I mean, I think that we we see a lot of these trials. I think that's one of the things, and they may not be exactly the same um indication, but they we can see the patterns to it. So I think a CRO um can be really helpful in the fact that we've seen what has worked before and what hasn't worked before and where burden can is gonna be pushing over the edge. So I think when it comes, I think one of the things that CRA can really offer is sort of um in your protocol design stage, like thinking about what to look at and how you might want to change your design ahead of when you're approaching sort of patient groups, so that you're not coming out with something that's completely off the wall. I think because we see so many of these studies that that we can really help set the baseline right in the first place.

SPEAKER_00

I think that's right. You know, we were just talking earlier about how so much data, especially that comes from clinical trials that um aren't, you know, kind of quote unquote successful and move forward, that data just gets lost. But that doesn't mean that the experience is lost, right? So we need organizations that have the experience of seeing um big and small uh successes and failures to be able to share. You know what, we've seen this before, it didn't work. Let's explore, let me explain why and let's explore how we could do it differently.

SPEAKER_02

And I think when we see those the natural history almost be treated as the run-in, it's those remote and those kind of wearable digital, kind of alternative, let's say, solutions that are put in as the exploratories, that are put in as the, well, we'll add them, we'll try them, we'll see if we get the kind of quality of data that we need so that we could pull them into the interventionals. So they're not so much being used as ways to reduce the burden at that stage, because they're added on top of everything else anyway. So I think as the confidence and the experience in that grows, we will start to see that more being used as a replacement rather than kind of extras.
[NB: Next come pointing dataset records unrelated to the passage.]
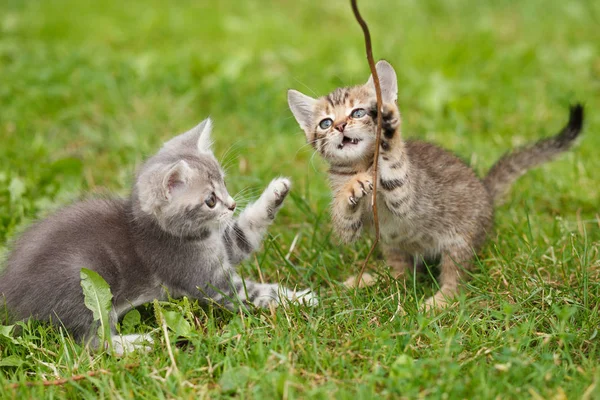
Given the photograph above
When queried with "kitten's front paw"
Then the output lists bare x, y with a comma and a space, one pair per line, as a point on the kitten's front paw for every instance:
278, 190
357, 187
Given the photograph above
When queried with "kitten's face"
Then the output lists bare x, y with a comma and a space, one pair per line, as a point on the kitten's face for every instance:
341, 126
183, 186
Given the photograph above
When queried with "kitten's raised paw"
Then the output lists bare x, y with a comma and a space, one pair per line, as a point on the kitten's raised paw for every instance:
278, 190
359, 186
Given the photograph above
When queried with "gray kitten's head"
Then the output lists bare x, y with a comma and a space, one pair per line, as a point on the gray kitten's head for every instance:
341, 125
182, 186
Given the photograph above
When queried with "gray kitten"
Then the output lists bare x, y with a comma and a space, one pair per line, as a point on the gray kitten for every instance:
430, 203
176, 233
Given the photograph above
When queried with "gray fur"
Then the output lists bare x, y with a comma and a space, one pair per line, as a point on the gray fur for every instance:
164, 237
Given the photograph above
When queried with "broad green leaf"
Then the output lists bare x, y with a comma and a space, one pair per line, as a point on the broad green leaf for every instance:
98, 299
5, 331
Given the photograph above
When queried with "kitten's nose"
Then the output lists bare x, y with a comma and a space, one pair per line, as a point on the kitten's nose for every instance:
340, 127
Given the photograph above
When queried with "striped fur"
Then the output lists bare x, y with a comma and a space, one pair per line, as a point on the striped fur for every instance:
430, 203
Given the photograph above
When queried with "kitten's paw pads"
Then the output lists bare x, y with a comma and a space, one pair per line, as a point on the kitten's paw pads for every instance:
366, 280
123, 344
278, 190
358, 187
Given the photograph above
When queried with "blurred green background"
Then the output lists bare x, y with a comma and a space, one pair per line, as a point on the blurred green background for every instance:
89, 89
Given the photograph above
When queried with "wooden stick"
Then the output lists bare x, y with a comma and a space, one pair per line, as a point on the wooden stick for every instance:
365, 29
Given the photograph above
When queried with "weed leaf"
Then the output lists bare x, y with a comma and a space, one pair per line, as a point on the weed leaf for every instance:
98, 299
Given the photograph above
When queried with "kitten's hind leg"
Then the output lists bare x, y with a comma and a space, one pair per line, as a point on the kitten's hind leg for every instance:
453, 270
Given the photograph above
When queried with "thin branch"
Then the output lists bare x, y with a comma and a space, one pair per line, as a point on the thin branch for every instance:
365, 29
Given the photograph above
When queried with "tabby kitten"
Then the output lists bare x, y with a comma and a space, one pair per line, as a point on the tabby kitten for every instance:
176, 233
430, 203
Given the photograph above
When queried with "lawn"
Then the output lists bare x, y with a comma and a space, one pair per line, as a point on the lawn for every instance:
89, 89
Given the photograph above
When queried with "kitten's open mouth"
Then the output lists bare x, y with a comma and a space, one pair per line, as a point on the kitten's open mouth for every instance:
348, 141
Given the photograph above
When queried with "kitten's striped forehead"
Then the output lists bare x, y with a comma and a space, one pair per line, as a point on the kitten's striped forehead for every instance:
347, 96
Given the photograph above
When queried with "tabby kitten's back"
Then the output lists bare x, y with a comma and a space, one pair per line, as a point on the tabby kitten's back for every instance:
430, 203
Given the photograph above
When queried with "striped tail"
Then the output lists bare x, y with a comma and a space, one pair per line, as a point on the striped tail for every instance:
514, 164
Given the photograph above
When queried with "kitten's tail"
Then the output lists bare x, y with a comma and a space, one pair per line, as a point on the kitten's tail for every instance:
514, 164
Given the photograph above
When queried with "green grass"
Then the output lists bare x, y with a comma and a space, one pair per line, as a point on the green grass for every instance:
87, 90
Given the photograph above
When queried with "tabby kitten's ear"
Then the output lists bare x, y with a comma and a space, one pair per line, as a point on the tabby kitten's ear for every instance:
387, 81
157, 185
302, 107
198, 137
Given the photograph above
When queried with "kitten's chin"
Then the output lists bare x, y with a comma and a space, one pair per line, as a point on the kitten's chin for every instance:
350, 153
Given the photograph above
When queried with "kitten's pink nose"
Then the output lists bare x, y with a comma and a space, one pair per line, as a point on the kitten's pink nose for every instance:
340, 127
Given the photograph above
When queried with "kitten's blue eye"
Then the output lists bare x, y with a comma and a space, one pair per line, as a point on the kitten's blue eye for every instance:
326, 123
358, 113
211, 200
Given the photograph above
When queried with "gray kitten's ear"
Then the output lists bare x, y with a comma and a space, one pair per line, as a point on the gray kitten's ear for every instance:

But it's again, it's these things that it's important to recognize. And I think, Carmen, to your point, like if those are they're too intensive that they drop off after one or two visits, but you also have these families where the unmet need is so high and the desire is so strong to get to those treatments and to be part of something that they will kind of go through it and they will commit a lot with the potential to get into those investigational trials and things at the end of it. And they will do that essentially at their cost at that stage if that additional work and travel and commitment is not being recognized purely out of the need within these patient groups. So I think the more that we can do to support them through that, again, yes, they might be willing to, but is that really fair to be asking as well?

SPEAKER_01

Thank you everybody for your time today and sharing your perspectives on what is a complicated and nuanced area. What's clear from this conversation is that improving natural history data in rare neurological diseases isn't just a technical challenge, it's a human one. By designing studies that respect patient and caregiver realities, embracing validated remote and hybrid approaches, and engaging regulators early, we have an opportunity to generate better data and ultimately better outcomes. At Fortria, we believe progress happens when science, operations, and patient experience are designed together. Thank you for joining us, and we look forward to continuing the conversation.